BBM bersubsidi diperuntukkan bagi masyarakat yang membutuhkan, termasuk pengemudi ojek daring yang sebagian besar masih menggunakan Pertalite

Jakarta (ANTARA) - Kepala Badan Komunikasi Pemerintah (Bakom) RI Muhammad Qodari mengajak masyarakat untuk ikut mengawasi kebijakan bahan bakar minyak (BBM) bersubsidi agar penyalurannya tepat sasaran bagi kelompok yang berhak menerima.

Qodari di Jakarta, Kamis, mengatakan BBM bersubsidi ditujukan bagi masyarakat rentan dan kelompok tidak mampu, termasuk pengemudi ojek daring yang masih menggunakan bahan bakar jenis bersubsidi.

“BBM bersubsidi diperuntukkan bagi masyarakat yang membutuhkan, termasuk pengemudi ojek daring yang sebagian besar masih menggunakan Pertalite,” kata Qodari.

Ia menjelaskan berdasarkan data riset yang dibacanya, sekitar lima persen pengemudi ojek daring menggunakan Pertamax, sementara sekitar 95 persen lainnya menggunakan Pertalite.

Menurut dia, hal tersebut menunjukkan dampak kenaikan harga Pertamax lebih banyak dirasakan oleh kelompok masyarakat yang menggunakan bahan bakar nonsubsidi.

Qodari menyebut Pertamax umumnya digunakan oleh kendaraan dengan kategori menengah ke atas, sedangkan kendaraan angkutan umum dan kendaraan bermesin kecil lebih banyak menggunakan Pertalite yang masih disubsidi pemerintah.

Ia menegaskan subsidi BBM hingga saat ini tetap dipertahankan untuk mendukung kelompok masyarakat tertentu serta sektor usaha yang membutuhkan dukungan negara.

“Subsidi itu masih dipertahankan sampai sekarang dan tidak ada kenaikan,” ujarnya.

Qodari juga mengimbau masyarakat untuk turut mengawasi penyaluran BBM bersubsidi agar tidak terjadi salah sasaran dalam implementasinya di lapangan.

Ia meminta masyarakat dapat membedakan antara pengguna BBM bersubsidi dan nonsubsidi agar dukungan terhadap kebijakan pemerintah tetap tepat sasaran.

"Jangan sampai pembelaan atau dukungan ini salah sasaran. Jangan sampai mendukung yang punya mobil mewah," kata dia.

Qodari menyampaikan pemerintah selama ini menetapkan mereka yang menerima BBM bersubsidi merupakan kelompok masyarakat yang kurang mampu, dan sektor-sektor usaha yang membutuhkan dukungan negara.
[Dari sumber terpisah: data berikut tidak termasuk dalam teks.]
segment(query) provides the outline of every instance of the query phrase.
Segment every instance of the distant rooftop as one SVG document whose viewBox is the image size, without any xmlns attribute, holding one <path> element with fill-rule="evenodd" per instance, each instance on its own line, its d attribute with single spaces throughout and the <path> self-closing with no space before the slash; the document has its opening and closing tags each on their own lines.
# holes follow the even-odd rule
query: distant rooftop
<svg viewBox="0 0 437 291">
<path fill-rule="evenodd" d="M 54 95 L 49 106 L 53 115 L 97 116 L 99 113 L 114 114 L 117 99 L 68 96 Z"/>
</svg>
Sementara itu, BBM nonsubsidi diberikan kepada kalangan masyarakat mampu sehingga harganya pun mengikuti dinamika harga pasar.

Meski demikian, ia mengakui kenaikan harga Pertamax tetap berdampak bagi penggunanya, namun kelompok tersebut dinilai memiliki ruang untuk melakukan penyesuaian.

"Memang pasti ada pengaruhnya, tetapi karena mereka memiliki kemampuan ekonomi yang lebih baik, mereka juga memiliki ruang untuk melakukan berbagai penyesuaian," kata Qodari.